Ah… vous me licenciez, c’est ça ?
Nous sommes encerclé.e.s. C’est la fin.
La fin de quoi ?
La question est plutôt de qui ?
C’est la guerre ?
Il semble bien que oui.

Après un long silence, Corti ouvre grand la porte de la chambre 21 et s’incline à la manière d’un officier grand siècle devant son maréchal. Vous pouvez compter sur moi. Merci Corti, dit Bérénice d’un ton solennel en lui présentant son coude. Moindre des choses, Bérangère, répond Corti Kora d’un coup de menton sec. La porte se referme en éjectant Madame la Directrice, l’écume aux lèvres, dans le couloir.

 


 

Devant la chambre 17

 

Il y a une rencontre entre Jenny et Corti.

(Passant une main douce sur les cheveux de Jenny à terre) Eh, p’tite feuille de bouleau, tu ne vas pas dormir par terre ? Je te raccompagne chez toi.
(Visage ensommeillé) Vous êtes qui ?
Ta voisine.
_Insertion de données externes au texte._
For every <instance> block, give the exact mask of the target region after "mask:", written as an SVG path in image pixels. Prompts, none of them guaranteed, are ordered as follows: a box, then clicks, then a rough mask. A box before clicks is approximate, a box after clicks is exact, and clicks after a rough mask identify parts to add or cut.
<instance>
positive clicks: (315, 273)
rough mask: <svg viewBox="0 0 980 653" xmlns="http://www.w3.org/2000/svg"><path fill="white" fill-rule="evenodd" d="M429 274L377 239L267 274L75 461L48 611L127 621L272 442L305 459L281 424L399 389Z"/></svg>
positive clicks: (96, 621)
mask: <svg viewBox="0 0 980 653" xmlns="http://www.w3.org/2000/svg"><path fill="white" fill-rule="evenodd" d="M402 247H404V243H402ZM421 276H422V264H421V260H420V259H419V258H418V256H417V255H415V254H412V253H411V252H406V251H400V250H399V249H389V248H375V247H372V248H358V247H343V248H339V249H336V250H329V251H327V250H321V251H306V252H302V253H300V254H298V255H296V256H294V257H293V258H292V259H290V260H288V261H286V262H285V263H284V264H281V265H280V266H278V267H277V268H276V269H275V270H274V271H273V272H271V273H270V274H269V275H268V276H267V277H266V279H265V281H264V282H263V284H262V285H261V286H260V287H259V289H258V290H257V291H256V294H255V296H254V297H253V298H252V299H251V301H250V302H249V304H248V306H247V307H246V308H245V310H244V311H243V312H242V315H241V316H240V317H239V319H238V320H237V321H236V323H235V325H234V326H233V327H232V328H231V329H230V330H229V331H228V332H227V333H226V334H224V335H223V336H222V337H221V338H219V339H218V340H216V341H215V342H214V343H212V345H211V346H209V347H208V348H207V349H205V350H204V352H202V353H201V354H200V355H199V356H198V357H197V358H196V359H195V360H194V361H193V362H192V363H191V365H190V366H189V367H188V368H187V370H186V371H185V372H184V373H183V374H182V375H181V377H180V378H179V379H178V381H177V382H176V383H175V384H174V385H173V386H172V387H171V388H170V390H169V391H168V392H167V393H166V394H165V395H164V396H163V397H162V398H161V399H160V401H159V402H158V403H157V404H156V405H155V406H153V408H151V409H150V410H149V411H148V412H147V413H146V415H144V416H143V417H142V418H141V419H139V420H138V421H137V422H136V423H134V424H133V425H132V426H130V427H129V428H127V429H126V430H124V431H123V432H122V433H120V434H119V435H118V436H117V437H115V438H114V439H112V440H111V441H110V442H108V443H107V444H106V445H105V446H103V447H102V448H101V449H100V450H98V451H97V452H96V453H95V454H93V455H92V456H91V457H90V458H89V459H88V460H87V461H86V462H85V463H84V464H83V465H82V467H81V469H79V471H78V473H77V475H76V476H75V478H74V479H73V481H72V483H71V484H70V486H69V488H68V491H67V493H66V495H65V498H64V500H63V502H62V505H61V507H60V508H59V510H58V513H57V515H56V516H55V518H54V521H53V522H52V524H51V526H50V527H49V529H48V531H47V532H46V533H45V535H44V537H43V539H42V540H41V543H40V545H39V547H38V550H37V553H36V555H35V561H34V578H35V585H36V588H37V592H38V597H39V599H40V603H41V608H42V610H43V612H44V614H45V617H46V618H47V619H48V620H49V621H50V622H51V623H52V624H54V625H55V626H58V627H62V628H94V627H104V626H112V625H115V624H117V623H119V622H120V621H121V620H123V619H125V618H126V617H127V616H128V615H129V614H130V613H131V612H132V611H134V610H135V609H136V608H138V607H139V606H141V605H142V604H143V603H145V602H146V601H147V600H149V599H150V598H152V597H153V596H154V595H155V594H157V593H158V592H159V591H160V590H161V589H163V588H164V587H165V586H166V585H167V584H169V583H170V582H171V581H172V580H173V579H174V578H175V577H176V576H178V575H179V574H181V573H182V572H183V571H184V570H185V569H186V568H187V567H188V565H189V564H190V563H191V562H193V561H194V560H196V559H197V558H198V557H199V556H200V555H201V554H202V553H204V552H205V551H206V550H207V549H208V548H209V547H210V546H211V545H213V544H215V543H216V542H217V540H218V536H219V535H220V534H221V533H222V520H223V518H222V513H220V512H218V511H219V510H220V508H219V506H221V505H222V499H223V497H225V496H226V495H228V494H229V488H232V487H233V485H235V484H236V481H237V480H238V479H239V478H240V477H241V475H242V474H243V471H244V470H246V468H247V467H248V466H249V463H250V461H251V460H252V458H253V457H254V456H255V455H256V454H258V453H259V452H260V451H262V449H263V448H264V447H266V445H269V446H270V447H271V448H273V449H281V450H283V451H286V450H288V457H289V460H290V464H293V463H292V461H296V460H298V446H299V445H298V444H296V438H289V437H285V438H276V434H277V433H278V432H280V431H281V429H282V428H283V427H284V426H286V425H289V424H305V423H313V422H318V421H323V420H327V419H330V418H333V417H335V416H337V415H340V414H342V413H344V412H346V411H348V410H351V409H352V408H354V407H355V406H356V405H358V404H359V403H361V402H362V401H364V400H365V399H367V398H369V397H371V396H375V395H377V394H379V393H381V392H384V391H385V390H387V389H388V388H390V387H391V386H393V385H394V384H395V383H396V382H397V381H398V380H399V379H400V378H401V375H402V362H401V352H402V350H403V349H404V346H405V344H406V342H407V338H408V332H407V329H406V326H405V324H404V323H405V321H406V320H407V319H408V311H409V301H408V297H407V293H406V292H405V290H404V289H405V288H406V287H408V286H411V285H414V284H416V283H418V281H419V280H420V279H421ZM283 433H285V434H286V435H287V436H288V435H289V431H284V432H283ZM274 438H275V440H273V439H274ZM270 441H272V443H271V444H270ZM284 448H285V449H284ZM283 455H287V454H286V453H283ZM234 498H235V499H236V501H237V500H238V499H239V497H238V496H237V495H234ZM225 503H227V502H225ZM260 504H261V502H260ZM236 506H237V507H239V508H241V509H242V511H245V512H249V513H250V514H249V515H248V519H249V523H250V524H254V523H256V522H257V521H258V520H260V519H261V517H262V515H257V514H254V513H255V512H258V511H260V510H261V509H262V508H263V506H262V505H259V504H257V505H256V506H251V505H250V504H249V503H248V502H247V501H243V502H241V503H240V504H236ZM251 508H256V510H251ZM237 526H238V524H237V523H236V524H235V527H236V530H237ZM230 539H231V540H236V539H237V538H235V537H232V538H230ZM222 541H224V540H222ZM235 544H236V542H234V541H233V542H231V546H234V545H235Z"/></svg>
Appelle-moi Corti.
(Se laissant relever par les bras) Moi c’est Jenny.
D-d-jenny? (Dégoûtée) Comme c’est laid !
(Soupir d’épuisement) Oui.
Tes parents sont des barbares.
Ou-i (rire peu assuré).
À partir d’aujourd’hui, tu t’appelles Erma, ton nom de coeur !
(Y songeant) Erma ?… Ah…
Il va falloir songer à te doucher plus souvent. Ça cogne ici.
Pardon, je… je…
Ton numéro de chambre ?
19 ?
Ah mais c’est toi qui sais, Erma, ne me demande pas ! 19 ? C’est la porte à côté.
Je crois, oui (s’embrouillant). Mais il y a cet écriteau pendu à la porte…
Non, là c’est la chambre 17.
17 ?
Oui, regarde bien.
Je vois (nébuleuse).
Qu’est-ce que tu fous devant la chambre 17, tu attends quelqu’un?
Non ! Oui…
Donne-moi ta clé, je vais t’ouvrir la 19.
Ma clé… je n’ai pas de… ah voilà.
Une carte magnétique ? (Rire d’ogresse) Technologie mon amour, Ahaha !
Pourquoi vous riez ?
Mais parce que ces cartes sont là pour con-trô-ler nos entrées et sorties dans nos chambres, petite écaille de poisson ! Rien ne vaut une bonne vieille clé, crois-moi.
(Se sent mal) Ahhh !
Erma ! Appuie-toi sur moi, tiens bon, encore quelques pas jusqu’à ton lit.